The latest is perhaps not a major industry win but still worth noting – one of IBM’s Swiss customers just decided to consolidate R/3 onto a mainframe, and finally upgrade from its SAP R/2 systems. Step forward Endress + Hauser (International) Holding, a supplier of instruments for the process engineering industry.

R/2 was always a mainframe platform, and many shops still run it. Old apps after all don’t die, they just go into maintenance mode. But R/3 was originally touted for the post-mainframe era. So what is going on? Well, what goes around comes around. We keep talking to shops running SAP on mainframes. And shops running Linux on mainframes. But what marks this win out is an end to end commitment to SAP on Linux. All R/3 functions are going to run on Linux on the frame. That is pretty serious.

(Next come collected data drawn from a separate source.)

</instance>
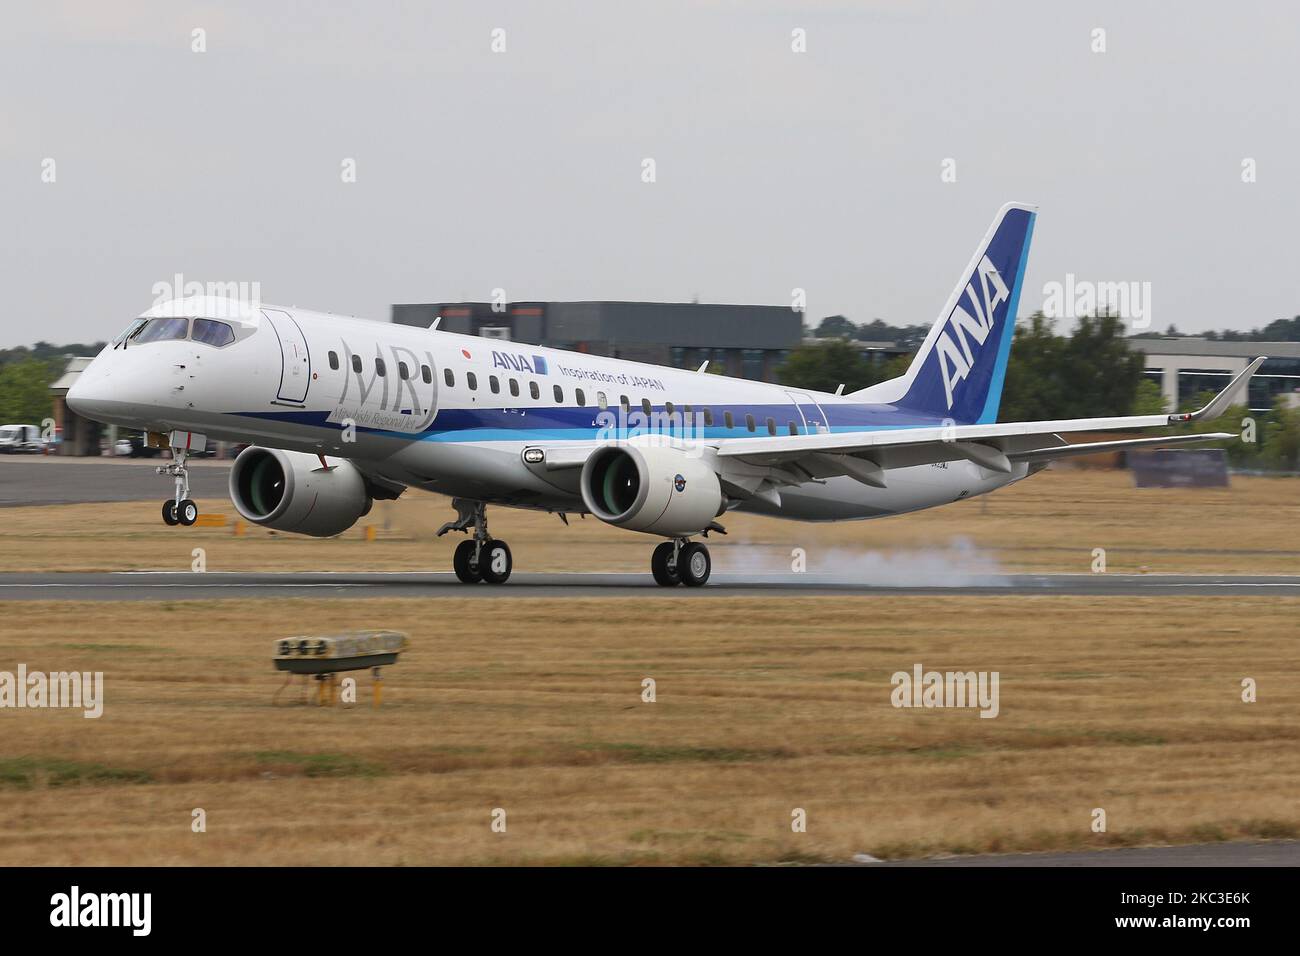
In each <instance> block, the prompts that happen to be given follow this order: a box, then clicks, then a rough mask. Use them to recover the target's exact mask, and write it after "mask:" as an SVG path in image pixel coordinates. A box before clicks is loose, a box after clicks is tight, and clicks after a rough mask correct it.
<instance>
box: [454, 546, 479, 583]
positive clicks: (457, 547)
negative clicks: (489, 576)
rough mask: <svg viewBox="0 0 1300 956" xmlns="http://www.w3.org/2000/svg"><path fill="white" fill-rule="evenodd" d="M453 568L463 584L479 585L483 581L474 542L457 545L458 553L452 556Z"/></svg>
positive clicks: (456, 575) (457, 577) (457, 551)
mask: <svg viewBox="0 0 1300 956" xmlns="http://www.w3.org/2000/svg"><path fill="white" fill-rule="evenodd" d="M451 568H452V570H454V571H455V572H456V578H459V579H460V583H461V584H477V583H478V581H481V580H482V574H481V572H480V570H478V562H477V561H476V559H474V542H473V541H461V542H460V544H459V545H456V553H455V554H452V555H451Z"/></svg>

Irony is that when i first saw the story on a news site, right above it was an ad from Microsoft calling out how it was dramatically cheaper than a mainframe. One of the Microsoft “get the facts” ads. Well, Swiss process engineering companies know all about facts. Unlike many other geographies they really do make decisions based on technical merit rather than vendor matrketing. Middle European engineering is run by engineers’ engineers. You probably get the point. Suffice to say these folks obviously have strong mainframe skills, understand virtualization and workload management, and want a bullet proof platfrom to run SAP. zSeries is just the thing.

Microsoft would be appropriate for a Microsoft shop. But for a company like E+H the choice was obvious. Technology purchasing doesn’t happen in isolation. Smart technical decisions are made according to context rather than speeds and feeds and ticklists. Existing skills matter. Comfort factors matter. Culture matters. That is why z is in the good shape.